Can We Store Nuclear Waste In Salt Mines?

If salt domes are not a safe place to store nuclear waste, it may have to remain above ground a little longer. Dalibor Sevaljevic/Shutterstock

Rock salt domes and old salt mines have been widely hailed as the safest place to dispose of radioactive waste. However, field testing suggests their protective value has been overrated, and it may be back to the drawing board in the quest to find a safe place for the waste from nuclear power stations. The news isn't all that good for the oil and gas industry either, since this work raises the possibility that leaks from drilling sites may reach further than has been acknowledged.

Keeping out groundwater is considered one of the most essential ingredients for long term disposal of any dangerous material. Rock salt domes in sedimentary basins have been considered ideal material in this regard, as thick salt deposits are known to be very resistant to groundwater incursions. However, PhD student Soheil Ghanbarzadeh of the University of Texas, Austin is first author of a paper published in Science showing it isn't quite as resistant as has been believed.

Ghanbarzadeh examined oil and salty water around 48 oil and gas wells in the Gulf of Mexico, which run through large salt bodies. He found oil was getting to places it shouldn't. The deeper the well the more permeable salt became, letting oil escape. This was in line with long standing expectations by geologists and previous evidence that oil can infiltrate salt deposits.

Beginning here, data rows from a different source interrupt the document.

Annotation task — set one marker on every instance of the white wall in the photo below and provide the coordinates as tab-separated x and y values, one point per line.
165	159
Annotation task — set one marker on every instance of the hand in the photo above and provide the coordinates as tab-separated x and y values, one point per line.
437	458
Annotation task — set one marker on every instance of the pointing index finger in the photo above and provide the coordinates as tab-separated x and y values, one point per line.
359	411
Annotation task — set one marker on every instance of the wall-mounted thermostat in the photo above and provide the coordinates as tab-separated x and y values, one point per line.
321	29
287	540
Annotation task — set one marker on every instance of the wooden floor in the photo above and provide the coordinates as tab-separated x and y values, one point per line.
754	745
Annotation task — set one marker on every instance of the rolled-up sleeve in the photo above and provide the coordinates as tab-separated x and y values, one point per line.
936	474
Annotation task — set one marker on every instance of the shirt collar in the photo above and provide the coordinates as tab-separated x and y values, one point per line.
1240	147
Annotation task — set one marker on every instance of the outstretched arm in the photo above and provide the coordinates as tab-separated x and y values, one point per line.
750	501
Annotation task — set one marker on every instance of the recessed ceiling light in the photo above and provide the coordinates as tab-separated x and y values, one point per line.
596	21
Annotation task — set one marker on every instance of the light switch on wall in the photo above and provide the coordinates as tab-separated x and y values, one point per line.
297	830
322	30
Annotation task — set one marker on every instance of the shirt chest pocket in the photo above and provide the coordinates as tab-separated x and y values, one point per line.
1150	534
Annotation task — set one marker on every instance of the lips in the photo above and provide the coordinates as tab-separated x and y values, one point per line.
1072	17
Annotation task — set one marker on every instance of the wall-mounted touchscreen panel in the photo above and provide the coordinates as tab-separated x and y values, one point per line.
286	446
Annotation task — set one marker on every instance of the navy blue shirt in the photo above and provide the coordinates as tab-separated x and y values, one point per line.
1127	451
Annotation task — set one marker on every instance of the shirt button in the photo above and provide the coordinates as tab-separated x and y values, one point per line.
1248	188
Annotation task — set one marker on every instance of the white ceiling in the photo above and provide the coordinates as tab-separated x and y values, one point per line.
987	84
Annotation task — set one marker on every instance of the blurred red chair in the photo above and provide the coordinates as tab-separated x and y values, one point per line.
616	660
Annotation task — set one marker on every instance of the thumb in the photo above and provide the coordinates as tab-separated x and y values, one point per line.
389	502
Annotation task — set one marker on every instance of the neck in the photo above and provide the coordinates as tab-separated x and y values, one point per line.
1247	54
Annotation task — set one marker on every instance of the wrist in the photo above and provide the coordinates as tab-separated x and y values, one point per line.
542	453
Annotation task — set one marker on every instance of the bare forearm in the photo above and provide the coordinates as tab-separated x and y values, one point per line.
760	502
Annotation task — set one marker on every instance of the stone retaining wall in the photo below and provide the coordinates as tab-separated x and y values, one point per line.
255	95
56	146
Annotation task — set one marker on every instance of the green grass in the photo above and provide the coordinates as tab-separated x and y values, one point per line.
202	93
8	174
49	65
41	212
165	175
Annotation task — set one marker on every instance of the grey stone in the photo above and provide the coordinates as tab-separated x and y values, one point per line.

More surprising was that, even at quite shallow depths, fluids were sometimes making their way through salt expected to be impermeable.

Coauthor, and Ghanbarzadeh's supervisor, Dr. Maša Prodanović said in a statement: "What this new information tells us is that the potential for permeability is there and should be a consideration when deciding where and how to store nuclear waste."

Ghanbarzadeh and Prodanović used X-ray microtomography on synthetic rock salt samples to find that even tiny pockets of brine between salt crystals can link up to form a network that allows fluids to make their way through the salt.

Previous studies have shown that pressure applied during engineering work, for example the construction of a waste facility or the drilling of oil wells, can deform salt so that cracks open up. Ghanbarzadeh and Prodanović's work indicates this deformation can happen naturally, making it far harder to control. The paper notes that “viscous flow of rock salt due to the density contrast with the surrounding sediments” may explain the changes, particularly where stresses are high and a small amount of salty water is present.

While nuclear waste is expected to be encased in durable materials before burial, this is not thought to be a permanent solution on its own. If ground water can infiltrate the waste site it may corrode metal casings, and there is a danger it will become contaminated with radioactive elements that then get carried into the wider environment.

Dr. Mark Hesse, another author on the paper, added: "Further work is necessary to study the quantity of flow that can occur.” But Prodanović suggested that even existing waste disposal sites should be re-evaluated.